Selain menolong persalinan, kata Laode, bidan juga bisa memberikan pelayanan kesehatan kepada masyarakat, seperti yang masih terjadi di sejumlah daerah. Hal ini, menurut dia, merupakan hal yang lazim dilakukan di negara lain yang dikenal dengan istilah task shifting atau pendelegasian wewenang dari tenaga medis kepada tenaga kesehatan untuk melakukan pelayanan kesehatan.
Menurut Undang-Undang Nomor 17 Tahun 2023 tentang Kesehatan, tugas bidan di luar persalinan di antaranya adalah menerima pelimpahan kewenangan untuk melakukan pelayanan kesehatan yang dilakukan dari tenaga medis kepada tenaga kesehatan, antar-tenaga medis dan antar-tenaga kesehatan. Dalam keadaan tertentu tenaga kesehatan juga dapat memberikan pelayanan di luar kewenangannya, seperti perawat atau bidan dapat memberikan pelayanan kedokteran dan/atau kefarmasian dalam batas tertentu sesuai peraturan yang berlaku, yaitu Peraturan Menteri Kesehatan Republik Indonesia Nomor 28 Tahun 2017 tentang Izin dan Penyelenggaraan Praktik Bidan.

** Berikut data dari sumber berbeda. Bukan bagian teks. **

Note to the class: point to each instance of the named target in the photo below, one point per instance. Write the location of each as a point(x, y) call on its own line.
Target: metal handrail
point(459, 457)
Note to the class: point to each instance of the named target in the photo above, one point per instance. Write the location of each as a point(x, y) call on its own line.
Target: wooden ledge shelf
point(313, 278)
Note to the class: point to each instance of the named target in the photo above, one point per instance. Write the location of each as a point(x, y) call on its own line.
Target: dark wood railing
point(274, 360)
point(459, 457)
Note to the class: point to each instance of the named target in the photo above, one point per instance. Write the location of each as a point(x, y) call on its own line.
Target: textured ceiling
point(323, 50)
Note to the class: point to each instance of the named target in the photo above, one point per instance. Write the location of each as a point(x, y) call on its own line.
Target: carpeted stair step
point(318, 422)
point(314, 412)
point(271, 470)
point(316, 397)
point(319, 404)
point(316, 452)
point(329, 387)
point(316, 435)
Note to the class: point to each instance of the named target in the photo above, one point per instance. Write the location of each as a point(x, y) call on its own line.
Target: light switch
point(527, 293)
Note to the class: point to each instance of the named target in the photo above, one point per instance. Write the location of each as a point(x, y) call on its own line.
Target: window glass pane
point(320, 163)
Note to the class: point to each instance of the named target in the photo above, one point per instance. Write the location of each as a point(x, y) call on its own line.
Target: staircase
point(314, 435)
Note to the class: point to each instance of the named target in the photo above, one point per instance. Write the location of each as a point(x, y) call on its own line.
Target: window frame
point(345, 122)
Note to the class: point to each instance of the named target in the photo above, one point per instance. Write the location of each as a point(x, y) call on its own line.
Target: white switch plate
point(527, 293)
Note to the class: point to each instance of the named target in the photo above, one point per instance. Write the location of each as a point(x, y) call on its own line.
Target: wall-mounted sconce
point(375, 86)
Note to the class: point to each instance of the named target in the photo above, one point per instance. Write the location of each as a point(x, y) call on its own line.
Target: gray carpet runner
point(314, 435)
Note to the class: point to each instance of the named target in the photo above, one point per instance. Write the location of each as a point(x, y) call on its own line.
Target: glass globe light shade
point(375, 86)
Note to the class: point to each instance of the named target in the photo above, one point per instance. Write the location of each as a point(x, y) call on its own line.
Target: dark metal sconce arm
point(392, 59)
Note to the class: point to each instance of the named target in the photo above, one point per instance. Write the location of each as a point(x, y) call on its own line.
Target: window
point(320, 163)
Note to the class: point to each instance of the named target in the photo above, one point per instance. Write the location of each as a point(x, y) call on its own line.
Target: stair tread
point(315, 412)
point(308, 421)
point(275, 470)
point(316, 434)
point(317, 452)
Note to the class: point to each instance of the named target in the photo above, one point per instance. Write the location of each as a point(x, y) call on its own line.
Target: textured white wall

“Ketika dilakukan delegasi tugas tersebut, ada pelatihannya dulu, ada up skill, dan biasanya diberikan dalam situasi tertentu dan ada batasan tertentu serta ada supervisi oleh yang memberikan kewenangan atau delegasi tadi,” Laode menuturkan.
Laode mengatakan, pemenuhan kebutuhan tenaga bidan di Indonesia memang menjadi tantangan tersendiri karena tingginya kebutuhan. Oleh karena itu, ia berharap dengan adanya rencana kebutuhan strategis bidan dalam 10 tahun ke depan, hal tersebut dapat terpenuhi sehingga ketika jumlah bidan telah tercukupi, distribusi bidan juga dapat mencakup seluruh daerah di Indonesia.